Strong professional and social communities

The third part of the book belongs to “voices” from the study period, where 12 former students from the minor, bachelor’s and master’s programs in P.E., the master’s program in biomechanics and the master’s program in physiotherapy with a mixture of anecdotes, memories, experiences and post-rationalisations look in the “rear view mirror”. The common denominator for the contributions is the experience of strong professional and social communities at the Department of Sport and Biomechanics, SDU. Of course, there have been both ups and downs throughout the department’s lifetime, but there have also always been visions, courage, energy and will – also to think differently and possibly fail. Personally, I often think of the period in the late 1980s, when the medical education programs at Odense University was very close to a closure. A closure that would certainly also have put the Department of Physical Exercise under tremendous pressure. However, professor Mogens Hørder, who was dean of the Faculty of Health Sciences, took the lead in a new profile for medical education programs in Denmark, which averted the disaster. Hørder, who is one of the most visionary and professionally competent leaders I have worked together with, could also see obvious connections and potentials between sports and health. It was to a very large extent Mogens Hørder’s visions and merits that both research and education in clinical biomechanics and physiotherapy subsequently became an integral part of the Department of Sport and Biomechanics. And thus also one of the world’s strongest research environments in sports, prevention and health promotion.

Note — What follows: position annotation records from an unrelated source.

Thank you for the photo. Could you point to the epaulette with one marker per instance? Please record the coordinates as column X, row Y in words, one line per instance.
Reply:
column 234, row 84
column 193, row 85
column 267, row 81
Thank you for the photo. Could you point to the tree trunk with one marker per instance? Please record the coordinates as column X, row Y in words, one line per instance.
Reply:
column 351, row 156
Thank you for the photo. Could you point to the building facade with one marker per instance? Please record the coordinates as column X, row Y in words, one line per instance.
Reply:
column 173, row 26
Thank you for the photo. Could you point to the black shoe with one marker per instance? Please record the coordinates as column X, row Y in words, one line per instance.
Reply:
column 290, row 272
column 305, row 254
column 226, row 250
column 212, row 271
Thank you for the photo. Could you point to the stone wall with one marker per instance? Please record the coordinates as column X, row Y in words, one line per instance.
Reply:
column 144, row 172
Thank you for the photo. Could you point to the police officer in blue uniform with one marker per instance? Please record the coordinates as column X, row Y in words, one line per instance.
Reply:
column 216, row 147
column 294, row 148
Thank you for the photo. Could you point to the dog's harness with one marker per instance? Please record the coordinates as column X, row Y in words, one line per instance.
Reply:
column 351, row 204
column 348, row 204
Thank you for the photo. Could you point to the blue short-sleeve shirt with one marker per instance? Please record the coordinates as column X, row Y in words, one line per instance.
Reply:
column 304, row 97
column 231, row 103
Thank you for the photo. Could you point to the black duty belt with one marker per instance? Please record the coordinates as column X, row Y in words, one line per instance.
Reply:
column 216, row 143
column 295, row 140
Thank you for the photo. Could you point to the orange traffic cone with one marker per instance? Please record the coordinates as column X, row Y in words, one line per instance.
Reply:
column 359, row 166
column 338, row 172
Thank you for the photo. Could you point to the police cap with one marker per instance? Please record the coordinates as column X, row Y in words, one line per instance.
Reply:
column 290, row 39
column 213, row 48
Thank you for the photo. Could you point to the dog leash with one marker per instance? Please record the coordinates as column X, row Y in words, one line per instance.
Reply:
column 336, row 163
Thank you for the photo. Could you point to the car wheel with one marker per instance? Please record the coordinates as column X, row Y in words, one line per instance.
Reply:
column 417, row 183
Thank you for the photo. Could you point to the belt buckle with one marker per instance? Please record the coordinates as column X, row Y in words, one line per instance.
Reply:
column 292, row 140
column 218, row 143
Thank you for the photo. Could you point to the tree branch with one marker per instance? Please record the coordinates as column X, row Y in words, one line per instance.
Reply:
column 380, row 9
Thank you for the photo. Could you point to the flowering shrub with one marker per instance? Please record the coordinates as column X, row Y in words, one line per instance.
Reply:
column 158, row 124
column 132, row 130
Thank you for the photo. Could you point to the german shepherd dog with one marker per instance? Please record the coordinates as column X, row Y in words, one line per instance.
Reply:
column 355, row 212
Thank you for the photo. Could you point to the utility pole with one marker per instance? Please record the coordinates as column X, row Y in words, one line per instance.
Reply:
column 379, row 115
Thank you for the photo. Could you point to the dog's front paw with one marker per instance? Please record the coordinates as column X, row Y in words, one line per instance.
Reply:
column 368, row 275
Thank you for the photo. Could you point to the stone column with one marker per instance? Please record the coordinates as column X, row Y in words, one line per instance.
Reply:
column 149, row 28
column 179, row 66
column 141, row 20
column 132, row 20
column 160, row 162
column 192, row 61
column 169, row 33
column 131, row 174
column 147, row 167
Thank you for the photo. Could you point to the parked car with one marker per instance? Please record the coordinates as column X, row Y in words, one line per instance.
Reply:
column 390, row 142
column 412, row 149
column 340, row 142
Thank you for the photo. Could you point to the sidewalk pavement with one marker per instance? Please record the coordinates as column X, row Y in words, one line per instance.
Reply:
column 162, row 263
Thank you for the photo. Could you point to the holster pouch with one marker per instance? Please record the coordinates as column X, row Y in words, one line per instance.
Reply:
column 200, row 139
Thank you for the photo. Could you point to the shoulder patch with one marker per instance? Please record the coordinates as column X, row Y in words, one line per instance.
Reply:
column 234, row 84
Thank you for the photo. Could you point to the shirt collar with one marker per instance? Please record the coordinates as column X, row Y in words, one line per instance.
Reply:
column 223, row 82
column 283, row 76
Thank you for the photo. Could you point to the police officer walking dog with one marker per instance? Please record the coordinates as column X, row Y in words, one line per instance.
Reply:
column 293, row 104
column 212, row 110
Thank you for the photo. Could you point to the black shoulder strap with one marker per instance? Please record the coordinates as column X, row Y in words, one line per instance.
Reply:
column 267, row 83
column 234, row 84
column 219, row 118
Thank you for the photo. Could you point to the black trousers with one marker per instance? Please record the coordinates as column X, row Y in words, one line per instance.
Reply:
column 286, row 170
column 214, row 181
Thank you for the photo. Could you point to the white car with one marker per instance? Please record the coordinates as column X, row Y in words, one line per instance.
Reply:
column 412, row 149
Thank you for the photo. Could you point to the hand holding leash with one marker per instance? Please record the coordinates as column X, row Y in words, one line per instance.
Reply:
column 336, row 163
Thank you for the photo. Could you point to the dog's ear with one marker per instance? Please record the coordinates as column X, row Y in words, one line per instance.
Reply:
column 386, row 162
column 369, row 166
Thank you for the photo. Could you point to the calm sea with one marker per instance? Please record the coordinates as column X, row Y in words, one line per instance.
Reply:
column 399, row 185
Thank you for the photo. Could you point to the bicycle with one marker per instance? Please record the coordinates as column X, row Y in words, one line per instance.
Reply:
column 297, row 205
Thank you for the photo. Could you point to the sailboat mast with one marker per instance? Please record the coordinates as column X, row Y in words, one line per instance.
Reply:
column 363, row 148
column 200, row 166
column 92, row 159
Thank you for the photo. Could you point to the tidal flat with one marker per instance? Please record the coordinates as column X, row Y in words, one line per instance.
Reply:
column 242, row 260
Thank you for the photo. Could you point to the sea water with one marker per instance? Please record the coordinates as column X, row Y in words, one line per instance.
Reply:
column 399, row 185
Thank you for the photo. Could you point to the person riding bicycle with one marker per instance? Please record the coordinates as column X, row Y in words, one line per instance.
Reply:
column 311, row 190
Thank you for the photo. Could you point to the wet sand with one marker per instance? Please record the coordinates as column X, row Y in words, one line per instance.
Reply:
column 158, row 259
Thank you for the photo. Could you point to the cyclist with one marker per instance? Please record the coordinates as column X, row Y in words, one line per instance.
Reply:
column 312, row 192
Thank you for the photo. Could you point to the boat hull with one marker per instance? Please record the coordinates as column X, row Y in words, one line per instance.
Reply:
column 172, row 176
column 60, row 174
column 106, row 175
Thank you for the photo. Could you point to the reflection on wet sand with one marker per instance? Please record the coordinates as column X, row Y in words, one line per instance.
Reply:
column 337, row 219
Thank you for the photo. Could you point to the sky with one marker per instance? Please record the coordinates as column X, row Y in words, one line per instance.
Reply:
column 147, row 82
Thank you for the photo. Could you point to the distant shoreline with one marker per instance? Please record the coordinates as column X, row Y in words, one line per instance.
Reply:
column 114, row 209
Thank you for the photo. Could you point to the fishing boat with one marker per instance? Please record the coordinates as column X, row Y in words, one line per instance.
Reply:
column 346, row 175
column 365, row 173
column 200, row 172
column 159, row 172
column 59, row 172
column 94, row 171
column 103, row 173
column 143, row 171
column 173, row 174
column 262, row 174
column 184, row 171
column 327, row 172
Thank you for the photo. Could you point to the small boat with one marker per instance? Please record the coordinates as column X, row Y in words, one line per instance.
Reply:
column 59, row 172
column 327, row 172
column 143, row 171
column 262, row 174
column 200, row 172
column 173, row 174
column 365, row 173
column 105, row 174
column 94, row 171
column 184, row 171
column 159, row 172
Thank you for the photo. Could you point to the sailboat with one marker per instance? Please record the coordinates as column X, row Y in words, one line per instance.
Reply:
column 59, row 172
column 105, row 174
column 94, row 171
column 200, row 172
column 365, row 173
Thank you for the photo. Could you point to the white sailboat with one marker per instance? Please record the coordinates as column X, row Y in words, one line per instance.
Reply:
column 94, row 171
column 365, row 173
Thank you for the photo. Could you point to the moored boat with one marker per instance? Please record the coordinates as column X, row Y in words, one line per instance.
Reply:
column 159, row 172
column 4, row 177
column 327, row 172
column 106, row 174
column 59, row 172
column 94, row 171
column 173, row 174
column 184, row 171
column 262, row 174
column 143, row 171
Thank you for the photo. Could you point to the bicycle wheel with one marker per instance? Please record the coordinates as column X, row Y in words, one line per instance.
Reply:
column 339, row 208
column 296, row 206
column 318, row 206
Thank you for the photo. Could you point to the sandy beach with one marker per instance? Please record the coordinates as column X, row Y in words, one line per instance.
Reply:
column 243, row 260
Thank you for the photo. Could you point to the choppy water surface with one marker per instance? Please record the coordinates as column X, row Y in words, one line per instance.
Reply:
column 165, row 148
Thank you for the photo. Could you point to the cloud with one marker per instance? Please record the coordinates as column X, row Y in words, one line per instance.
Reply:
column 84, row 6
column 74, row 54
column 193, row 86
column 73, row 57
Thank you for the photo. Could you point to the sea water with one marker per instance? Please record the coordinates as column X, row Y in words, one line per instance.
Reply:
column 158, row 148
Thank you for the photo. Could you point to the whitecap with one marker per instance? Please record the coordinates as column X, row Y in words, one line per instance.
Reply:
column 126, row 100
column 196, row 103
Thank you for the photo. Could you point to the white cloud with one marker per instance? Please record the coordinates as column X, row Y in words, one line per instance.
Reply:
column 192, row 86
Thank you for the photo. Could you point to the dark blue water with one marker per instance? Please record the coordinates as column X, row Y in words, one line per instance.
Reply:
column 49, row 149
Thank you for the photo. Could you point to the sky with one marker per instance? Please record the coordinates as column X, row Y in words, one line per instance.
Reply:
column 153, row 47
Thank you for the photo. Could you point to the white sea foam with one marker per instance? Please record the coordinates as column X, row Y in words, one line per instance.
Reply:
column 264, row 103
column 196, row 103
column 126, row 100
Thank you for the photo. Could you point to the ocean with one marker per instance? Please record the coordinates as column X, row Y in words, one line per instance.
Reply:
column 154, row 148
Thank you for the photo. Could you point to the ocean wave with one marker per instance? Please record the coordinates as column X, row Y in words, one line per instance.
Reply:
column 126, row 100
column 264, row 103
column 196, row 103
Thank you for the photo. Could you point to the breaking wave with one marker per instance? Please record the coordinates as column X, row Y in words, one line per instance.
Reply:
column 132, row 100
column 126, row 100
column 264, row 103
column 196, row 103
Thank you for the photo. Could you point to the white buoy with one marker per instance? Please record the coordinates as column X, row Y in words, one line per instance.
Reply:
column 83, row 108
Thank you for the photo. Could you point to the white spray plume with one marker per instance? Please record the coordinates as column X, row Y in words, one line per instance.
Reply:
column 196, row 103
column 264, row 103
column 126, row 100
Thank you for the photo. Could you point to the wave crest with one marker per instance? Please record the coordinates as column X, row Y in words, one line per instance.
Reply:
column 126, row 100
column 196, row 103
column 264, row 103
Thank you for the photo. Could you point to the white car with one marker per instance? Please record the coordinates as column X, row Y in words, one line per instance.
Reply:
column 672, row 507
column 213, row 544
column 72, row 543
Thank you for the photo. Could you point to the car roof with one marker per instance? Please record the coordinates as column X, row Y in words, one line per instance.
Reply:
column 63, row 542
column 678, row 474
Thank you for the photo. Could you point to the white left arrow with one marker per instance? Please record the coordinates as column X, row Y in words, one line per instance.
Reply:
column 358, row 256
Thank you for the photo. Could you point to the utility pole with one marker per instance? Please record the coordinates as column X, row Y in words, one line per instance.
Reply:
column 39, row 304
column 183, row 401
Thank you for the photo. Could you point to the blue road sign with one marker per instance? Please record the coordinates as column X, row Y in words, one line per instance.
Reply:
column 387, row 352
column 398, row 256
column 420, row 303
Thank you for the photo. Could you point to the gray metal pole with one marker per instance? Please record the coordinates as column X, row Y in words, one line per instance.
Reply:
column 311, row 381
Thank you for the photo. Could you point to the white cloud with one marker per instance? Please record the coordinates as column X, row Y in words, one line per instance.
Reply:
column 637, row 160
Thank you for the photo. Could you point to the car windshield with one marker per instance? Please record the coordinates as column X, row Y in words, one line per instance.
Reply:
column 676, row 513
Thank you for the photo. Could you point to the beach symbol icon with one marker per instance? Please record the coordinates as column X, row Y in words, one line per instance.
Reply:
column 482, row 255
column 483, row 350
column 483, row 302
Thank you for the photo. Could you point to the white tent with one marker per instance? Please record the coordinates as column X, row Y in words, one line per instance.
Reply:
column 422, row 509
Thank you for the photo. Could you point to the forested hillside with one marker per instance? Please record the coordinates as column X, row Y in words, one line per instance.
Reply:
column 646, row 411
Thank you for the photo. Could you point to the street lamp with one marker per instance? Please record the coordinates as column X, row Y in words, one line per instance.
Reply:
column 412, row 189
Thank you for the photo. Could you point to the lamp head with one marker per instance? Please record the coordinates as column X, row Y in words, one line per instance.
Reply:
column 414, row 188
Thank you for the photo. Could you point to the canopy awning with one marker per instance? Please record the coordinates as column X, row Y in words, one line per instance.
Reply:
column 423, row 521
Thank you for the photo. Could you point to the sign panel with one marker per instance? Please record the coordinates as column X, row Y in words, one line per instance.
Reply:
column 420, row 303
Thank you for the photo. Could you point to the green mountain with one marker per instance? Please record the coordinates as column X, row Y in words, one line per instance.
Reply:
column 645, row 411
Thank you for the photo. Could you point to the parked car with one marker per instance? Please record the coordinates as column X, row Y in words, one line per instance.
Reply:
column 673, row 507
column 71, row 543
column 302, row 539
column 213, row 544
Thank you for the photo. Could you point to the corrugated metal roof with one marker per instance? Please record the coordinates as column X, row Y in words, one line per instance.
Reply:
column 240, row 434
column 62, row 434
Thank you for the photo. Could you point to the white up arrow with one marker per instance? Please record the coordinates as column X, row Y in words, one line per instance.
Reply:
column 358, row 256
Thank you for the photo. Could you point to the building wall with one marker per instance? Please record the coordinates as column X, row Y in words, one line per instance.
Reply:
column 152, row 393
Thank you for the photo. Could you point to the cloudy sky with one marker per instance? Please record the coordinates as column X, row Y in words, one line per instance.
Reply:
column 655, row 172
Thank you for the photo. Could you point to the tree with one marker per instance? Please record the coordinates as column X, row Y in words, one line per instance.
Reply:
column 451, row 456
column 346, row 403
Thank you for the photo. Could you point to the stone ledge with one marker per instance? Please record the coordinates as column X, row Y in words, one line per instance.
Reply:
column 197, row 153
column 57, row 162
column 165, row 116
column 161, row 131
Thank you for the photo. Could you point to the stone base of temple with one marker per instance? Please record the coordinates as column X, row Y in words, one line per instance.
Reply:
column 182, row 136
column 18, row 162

Research must be for the benefit and benefit of people, groups and society

The fourth part of the book is a performance of the research units and centers at the Department of Sport and Biomechanics. The individual articles, which are authored by the research unit and center managers, describe both the background, content, partners and future perspectives for the individual units and centers. It is gratifying that both basic research and applied research have a high priority in the department’s research strategy. And that there is room for and need for both experienced and younger researchers of both sexes at the individual units and centers. It is also very positive that the department’s employees are aware of disseminating results from research to relevant target groups, so that the Department of Sport and Biomechanics can continue to benefit the individuals, social communities and society as a whole in the coming years.

Results are created by people – in the right places and times

Thank you for a fantastic study time (1981-1983), committed students, good colleagues and exciting partners (1984-1994). And not least a big congratulations on the results, created by the right people in the right place – Department of Sport and Biomechanics, SDU – over the past 50 years.